This Is Your Hand on Opioids: Trump's 'Very Bad Commercials' Rely on Dishonest and Pernicious Scare Tactics
Jacob Sullum
Reason
June 7th, 2018
Read the full story here.
Jacob Sullum
Reason
June 7th, 2018
Three months ago, Donald Trump promised to spend "a lot of money" on "very, very bad commercials" that would "scare" teenagers away from opioids by depicting "pretty unsavory situations." Today the White House unveiled four of those government-sponsored ads, and they are indeed very, very bad, in the sense that they rely on deceptive tropes and misleading half-truths.
"The first four ads, which are based on real life, tell the graphic stories of four young adults going to extreme lengths to maintain their prescription opioid addiction," says White House Press Secretary Sarah Huckabee Sanders. "These ads show young adults how quickly opioid addiction can occur, and the extreme lengths to which some go to continue use of drugs while in the grips of addiction."
All four ads feature young people who deliberately injure themselves so they can obtain prescription pain medication. Amy crashes her car into a dumpster, Kyle smashes his hand with a hammer, Chris closes his arm in a door, and Joe drops a car on himself by crawling under it and releasing the jack. "I didn't know they'd be this addictive," each of them says in a voice-over narration. "I didn't know how far I'd go to get more."
As is traditional in anti-drug propaganda, these spots present extreme outcomes as common, grossly exaggerating the chances that any given drug user will end up like the pathetic souls they depict. That approach won't be credible to anyone who knows better, and it does a real disservice to people who need opioids to relieve severe pain by portraying medical use of these drugs as a gateway to hellish addiction.
Two of the four self-maimers (Amy and Joe) say they got hooked on pills that were prescribed for pain, suggesting that opioid addiction begins that way something like 50 percent of the time.
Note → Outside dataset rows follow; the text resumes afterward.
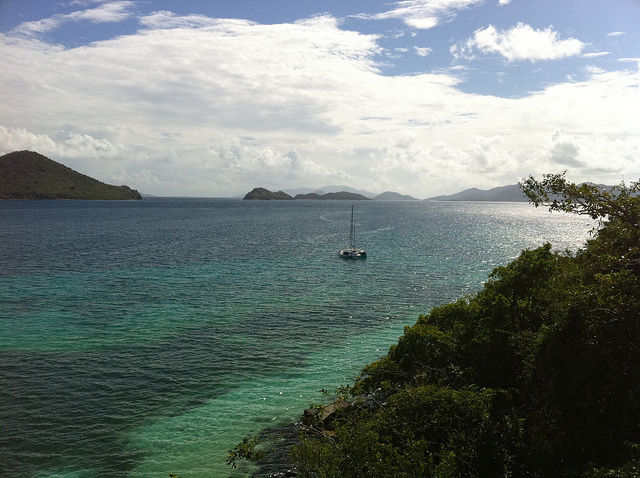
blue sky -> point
(423, 97)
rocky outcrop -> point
(265, 194)
(30, 175)
(343, 195)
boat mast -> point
(352, 233)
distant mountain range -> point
(29, 175)
(330, 189)
(348, 195)
(265, 194)
(511, 193)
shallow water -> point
(143, 338)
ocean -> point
(143, 338)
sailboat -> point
(352, 252)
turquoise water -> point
(143, 338)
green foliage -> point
(536, 375)
(29, 175)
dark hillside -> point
(29, 175)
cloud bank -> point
(191, 105)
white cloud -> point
(596, 54)
(108, 12)
(423, 14)
(423, 51)
(521, 42)
(192, 106)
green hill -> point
(265, 194)
(342, 195)
(29, 175)
(535, 375)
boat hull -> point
(352, 253)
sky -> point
(421, 97)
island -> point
(30, 175)
(393, 196)
(266, 195)
(343, 195)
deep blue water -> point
(148, 337)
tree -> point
(537, 374)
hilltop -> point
(511, 193)
(30, 175)
(265, 194)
But that scenario is actually pretty rare. Nonmedical users generally do not get opioids through prescriptions written for them, and people who become addicted to pain pills typically use a variety of drugs and have histories of substance abuse. In a 2007 study of people entering treatment for addiction, 78 percent of the OxyContin users "reported that the drug had not been prescribed to them for any medical reason." Almost all of them used other drugs in addition to OxyContin, and three-quarters of them had previously been treated for substance abuse.